In the long term, he said, Thai exports will suffer as insurance companies will likely increase surcharges to compensate for political risk.

James McCormack of Fitch Ratings said foreign investors “have taken note of the political turmoil.”

Even before the airport closures, exports and investment were suffering due to the global financial crisis and the long-running protests.

The Thai stock market has fallen about 50 percent since the People’s Alliance for Democracy began its campaign to topple the elected government in May, before recently taking its protests to unexpected heights.

Sandwiched between military-run Myanmar, one-party communist state Laos, and Cambodia — which was gripped by civil war until 1998 — Thailand had been the region’s shining light.

After a coup in 1991 and protests against military rule the following year which left dozens dead, Thailand held elections and although no premier was in the job for very long, a brittle democracy held.

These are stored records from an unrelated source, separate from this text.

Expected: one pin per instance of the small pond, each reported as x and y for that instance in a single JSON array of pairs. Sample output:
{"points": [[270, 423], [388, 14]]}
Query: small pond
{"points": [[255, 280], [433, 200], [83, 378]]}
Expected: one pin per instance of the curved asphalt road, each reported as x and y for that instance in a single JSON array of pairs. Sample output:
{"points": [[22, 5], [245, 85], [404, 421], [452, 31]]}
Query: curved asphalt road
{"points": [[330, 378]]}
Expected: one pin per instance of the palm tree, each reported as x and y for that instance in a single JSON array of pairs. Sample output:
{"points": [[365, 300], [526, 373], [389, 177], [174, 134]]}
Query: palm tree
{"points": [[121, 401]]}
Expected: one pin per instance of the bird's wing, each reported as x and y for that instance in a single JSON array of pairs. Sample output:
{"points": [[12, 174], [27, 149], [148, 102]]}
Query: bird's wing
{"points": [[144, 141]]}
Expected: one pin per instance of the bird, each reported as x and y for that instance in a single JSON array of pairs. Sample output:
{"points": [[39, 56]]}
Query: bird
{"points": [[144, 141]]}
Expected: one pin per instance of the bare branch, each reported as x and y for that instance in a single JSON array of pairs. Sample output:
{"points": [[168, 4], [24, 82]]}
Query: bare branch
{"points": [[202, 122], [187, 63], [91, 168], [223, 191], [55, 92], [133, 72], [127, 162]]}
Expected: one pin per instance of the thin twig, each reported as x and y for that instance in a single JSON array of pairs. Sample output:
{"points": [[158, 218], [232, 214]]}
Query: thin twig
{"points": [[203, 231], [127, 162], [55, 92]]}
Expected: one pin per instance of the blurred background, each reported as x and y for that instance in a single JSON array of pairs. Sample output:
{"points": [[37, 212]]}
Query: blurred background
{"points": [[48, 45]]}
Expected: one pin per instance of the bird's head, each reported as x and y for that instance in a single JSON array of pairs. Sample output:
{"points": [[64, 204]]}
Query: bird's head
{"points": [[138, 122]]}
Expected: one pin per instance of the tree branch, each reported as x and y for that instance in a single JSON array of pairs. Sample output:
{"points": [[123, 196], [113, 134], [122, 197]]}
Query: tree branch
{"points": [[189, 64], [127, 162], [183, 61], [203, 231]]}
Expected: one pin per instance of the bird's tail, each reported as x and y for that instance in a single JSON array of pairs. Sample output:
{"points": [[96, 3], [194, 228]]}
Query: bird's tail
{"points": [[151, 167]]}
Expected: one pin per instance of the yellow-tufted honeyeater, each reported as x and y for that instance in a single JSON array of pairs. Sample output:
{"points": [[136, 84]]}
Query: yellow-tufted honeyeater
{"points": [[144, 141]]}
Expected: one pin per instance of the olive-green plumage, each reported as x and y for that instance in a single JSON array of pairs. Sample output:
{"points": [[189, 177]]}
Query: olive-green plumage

Over the years Thailand turned itself into an economic success story — with the only dark spell during the 1997 Asian financial crisis — billing itself as a key tourism, production and export base.

Then in September 2006 Thaksin Shinawatra — the first premier to serve a full term — was ousted in a coup amid allegations of corruption, heralding two years of turmoil. The current protesters object to the election last December of Thaksin’s allies.

Thailand also must decide whether is will have to postpone a key summit in December of the Association of Southeast Asian Nations — a move Foreign Minister Sompong Amornviwat said Sunday would damage Thailand’s image.

But despite the escalating problems, international relations specialist Panitan said the situation should be kept in context.

“Comparing Thailand to Somalia or Darfur should not be appropriate at the moment — we are not a failed state,” he said.